L'apprenti maugréa une obscénité dans sa barbe en s'approchant.

— Bon sang, je déteste la maïeutique, déclara-t-il à la sage-femme comme si cela était de sa faute.

— Ce n'est pas le moment pour vos petites sensibilités ! houspilla-t-elle en retour.

— Ah, ne commencez pas à me les brasser, Béthanie ! Trouvez-moi plutôt de quoi me laver les mains ! Et cessez donc de la faire cavaler, cela n'arrangera pas la situation !

Béthanie fusilla l'aspirant du regard en retenant visiblement une insulte, sentiment que Morante lui retourna d'un air assassin. N'ayant d'autre choix que de lui obéir, elle guida tout de même gentiment Louise jusqu'à l'installer sur le siège pliant réclinable qu'elle avait amené avec elle, en sus d'une mallette emplie d'instruments barbares.
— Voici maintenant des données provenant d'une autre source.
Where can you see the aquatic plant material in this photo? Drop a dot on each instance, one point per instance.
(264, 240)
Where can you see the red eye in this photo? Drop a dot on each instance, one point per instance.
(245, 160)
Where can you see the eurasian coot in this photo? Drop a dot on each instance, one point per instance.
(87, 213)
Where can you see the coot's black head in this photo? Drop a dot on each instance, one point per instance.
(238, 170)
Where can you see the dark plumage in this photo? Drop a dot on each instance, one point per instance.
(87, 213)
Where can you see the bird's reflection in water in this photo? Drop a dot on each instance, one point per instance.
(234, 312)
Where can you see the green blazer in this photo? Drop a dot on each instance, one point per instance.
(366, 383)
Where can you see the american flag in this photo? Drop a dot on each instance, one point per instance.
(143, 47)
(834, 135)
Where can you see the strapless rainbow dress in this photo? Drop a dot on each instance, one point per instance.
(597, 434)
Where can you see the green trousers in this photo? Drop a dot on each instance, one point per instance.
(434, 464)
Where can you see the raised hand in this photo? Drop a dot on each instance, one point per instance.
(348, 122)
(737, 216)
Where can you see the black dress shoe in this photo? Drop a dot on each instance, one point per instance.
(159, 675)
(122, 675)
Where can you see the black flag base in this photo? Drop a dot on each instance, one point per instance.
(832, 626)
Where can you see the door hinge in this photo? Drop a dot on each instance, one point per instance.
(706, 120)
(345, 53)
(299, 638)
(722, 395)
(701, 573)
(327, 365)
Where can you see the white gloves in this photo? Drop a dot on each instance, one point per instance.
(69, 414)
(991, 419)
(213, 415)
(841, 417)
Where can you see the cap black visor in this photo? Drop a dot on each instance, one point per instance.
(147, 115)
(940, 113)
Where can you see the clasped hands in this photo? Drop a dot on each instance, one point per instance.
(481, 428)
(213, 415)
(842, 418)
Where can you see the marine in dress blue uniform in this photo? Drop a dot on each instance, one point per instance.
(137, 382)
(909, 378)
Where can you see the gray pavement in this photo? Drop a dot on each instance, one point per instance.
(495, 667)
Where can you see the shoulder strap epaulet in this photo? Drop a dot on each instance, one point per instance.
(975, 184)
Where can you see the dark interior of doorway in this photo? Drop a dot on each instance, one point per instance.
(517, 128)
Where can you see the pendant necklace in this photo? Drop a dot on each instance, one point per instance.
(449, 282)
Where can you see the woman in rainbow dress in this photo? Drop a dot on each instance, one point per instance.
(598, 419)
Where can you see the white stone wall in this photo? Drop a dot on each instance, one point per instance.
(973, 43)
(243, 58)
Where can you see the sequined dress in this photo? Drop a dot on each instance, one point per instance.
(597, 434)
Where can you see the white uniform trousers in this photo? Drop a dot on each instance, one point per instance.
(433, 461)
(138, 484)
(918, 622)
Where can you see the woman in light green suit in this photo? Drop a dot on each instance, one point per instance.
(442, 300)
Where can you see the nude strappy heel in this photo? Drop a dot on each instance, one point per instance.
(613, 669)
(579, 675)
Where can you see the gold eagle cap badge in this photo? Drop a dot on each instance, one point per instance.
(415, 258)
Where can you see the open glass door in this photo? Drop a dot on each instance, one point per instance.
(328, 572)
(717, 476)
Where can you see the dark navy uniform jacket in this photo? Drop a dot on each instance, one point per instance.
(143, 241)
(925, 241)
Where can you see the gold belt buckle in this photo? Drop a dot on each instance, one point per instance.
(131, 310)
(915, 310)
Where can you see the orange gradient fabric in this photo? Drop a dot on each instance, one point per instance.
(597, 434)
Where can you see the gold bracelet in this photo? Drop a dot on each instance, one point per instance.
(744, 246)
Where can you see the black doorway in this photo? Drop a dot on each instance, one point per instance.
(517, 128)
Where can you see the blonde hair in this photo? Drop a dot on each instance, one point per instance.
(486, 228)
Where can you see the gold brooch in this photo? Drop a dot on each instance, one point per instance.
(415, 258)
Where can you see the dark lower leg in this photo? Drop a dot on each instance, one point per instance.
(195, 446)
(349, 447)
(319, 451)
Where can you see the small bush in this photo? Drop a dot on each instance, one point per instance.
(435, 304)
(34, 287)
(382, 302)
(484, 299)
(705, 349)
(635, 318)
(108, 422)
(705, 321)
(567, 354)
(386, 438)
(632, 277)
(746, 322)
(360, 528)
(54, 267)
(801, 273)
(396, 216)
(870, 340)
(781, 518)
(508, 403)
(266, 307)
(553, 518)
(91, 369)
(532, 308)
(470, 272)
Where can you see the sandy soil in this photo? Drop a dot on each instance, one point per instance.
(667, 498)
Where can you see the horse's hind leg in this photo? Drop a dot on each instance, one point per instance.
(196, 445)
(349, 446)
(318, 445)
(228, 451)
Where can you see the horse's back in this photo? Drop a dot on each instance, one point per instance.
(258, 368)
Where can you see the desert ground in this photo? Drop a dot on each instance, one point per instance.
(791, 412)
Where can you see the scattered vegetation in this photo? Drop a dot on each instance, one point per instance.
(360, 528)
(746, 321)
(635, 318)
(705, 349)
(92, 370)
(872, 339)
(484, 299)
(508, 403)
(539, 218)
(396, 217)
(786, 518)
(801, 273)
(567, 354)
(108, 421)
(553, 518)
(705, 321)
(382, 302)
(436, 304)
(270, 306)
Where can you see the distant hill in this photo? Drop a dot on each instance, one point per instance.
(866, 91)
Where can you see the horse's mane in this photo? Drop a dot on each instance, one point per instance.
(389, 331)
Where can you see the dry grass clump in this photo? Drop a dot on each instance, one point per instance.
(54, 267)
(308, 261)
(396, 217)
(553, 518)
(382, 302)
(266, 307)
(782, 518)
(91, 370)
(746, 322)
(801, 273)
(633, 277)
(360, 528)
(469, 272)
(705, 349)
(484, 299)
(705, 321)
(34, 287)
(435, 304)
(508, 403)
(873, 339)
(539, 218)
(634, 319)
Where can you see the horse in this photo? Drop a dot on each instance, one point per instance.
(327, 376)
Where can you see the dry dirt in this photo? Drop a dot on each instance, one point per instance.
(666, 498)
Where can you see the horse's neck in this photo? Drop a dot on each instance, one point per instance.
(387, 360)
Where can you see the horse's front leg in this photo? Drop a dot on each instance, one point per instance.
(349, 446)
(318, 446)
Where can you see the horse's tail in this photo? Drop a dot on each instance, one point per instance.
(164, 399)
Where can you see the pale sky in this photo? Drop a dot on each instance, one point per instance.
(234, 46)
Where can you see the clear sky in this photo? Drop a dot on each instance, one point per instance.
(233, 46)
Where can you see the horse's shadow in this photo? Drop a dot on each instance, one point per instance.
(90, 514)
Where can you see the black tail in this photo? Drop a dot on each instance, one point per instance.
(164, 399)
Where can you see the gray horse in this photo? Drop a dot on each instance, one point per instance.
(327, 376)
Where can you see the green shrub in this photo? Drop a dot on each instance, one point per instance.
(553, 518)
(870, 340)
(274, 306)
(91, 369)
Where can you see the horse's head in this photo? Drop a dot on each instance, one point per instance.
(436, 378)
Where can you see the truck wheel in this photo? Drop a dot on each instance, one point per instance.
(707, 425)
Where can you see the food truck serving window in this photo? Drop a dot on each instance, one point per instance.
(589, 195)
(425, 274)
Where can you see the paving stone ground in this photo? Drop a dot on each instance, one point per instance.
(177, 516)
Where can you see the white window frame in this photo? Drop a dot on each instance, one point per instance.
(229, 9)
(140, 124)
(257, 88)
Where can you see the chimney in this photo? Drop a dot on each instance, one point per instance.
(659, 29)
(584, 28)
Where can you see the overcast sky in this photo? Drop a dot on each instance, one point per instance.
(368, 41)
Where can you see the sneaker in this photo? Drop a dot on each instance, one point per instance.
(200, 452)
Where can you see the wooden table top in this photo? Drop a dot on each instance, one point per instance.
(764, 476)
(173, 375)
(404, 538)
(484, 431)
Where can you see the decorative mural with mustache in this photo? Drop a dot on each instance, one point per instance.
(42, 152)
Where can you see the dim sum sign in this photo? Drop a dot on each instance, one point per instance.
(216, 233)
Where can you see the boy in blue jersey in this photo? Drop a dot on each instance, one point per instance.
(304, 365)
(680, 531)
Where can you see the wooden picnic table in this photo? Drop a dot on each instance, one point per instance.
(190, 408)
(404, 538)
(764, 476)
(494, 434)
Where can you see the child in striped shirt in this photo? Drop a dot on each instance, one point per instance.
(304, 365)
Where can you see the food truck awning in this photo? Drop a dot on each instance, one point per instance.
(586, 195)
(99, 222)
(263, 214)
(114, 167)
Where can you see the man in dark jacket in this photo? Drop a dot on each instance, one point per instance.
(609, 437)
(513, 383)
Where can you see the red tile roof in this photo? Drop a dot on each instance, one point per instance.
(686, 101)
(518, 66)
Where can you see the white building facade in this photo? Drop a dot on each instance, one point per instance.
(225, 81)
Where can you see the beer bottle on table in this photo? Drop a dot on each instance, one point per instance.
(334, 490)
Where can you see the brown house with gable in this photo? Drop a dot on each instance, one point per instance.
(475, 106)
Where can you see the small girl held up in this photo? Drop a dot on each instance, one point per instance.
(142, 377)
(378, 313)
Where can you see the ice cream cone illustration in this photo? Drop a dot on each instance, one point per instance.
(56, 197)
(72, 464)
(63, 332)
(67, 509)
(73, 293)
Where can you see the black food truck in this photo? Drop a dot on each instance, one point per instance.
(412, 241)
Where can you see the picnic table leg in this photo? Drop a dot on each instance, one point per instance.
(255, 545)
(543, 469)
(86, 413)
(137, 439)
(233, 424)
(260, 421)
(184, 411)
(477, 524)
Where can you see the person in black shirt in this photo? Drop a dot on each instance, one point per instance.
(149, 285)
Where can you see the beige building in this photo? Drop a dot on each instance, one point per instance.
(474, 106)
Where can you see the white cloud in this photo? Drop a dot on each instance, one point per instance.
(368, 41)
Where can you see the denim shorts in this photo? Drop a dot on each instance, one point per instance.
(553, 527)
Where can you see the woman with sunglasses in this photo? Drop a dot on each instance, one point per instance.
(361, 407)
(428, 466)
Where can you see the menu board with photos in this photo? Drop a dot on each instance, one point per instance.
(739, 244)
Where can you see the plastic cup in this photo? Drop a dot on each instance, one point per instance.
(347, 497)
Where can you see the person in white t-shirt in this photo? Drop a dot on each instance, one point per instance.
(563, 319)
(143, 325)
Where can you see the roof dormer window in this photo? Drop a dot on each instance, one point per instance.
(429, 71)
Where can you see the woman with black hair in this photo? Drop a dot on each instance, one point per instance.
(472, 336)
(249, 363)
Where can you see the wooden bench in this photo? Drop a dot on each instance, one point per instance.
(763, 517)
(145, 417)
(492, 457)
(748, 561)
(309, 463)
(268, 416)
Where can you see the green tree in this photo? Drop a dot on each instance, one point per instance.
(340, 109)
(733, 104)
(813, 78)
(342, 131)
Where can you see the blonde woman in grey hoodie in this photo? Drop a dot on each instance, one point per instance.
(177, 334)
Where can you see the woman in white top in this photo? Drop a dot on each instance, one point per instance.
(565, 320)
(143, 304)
La vicomtesse prit place tant bien que mal, le visage déformé d'une grimace lorsqu'il fallut hisser ses pieds dans les jambières.

— Vous avez essayé les manœuvres externes ? rouscailla Morante.

— Vous vous doutez bien que je ne vous ai fait appeler que parce que cela était strictement nécessaire !

Fan dè puta, qu'est-ce que vous avez bouffé, ce matin ? Vous n'êtes jamais très aimable mais on crève des records !

La sage-femme laissa échapper un hoquet incrédule alors qu'il enfilait les gants qu'elle lui tendait.

— Venant de vous... ! s'outra-t-elle.

— Dîtes-moi si je vous dérange, siffla Louise dans un sanglot furieux.

— Maintenant que vous le mentionnez, lui rétorqua Morante.

Lisabeth se détourna avec précipitation en le voyant s'agenouiller devant la vicomtesse et préféra quitter les lieux. Elle avait rempli son rôle, Louise était désormais entre de bonnes mains – compétentes, quoiqu'impolies ; elle ne se sentait certainement pas le cœur assez accroché pour assister à la suite de la scène.


*****


Il y avait quelque chose de cocasse à voir un homme de la stature de Michael de Talemarne tenir dans ses bras épais la petite silhouette rondelette d'un nouveau-né. C'était la première fois que Lisabeth découvrait l'enfant, bien qu'elle eût été la première sur les lieux ; l'accouchement s'était a priori déroulé sans heurt, au terme de plusieurs heures et malgré la mauvaise volonté de Morante. La convalescence de Louise avait ensuite perduré quelques jours. Le temps passant, Lisabeth avait abandonné l'idée de visiter son ancienne amie. Elle n'était certainement pas la bienvenue.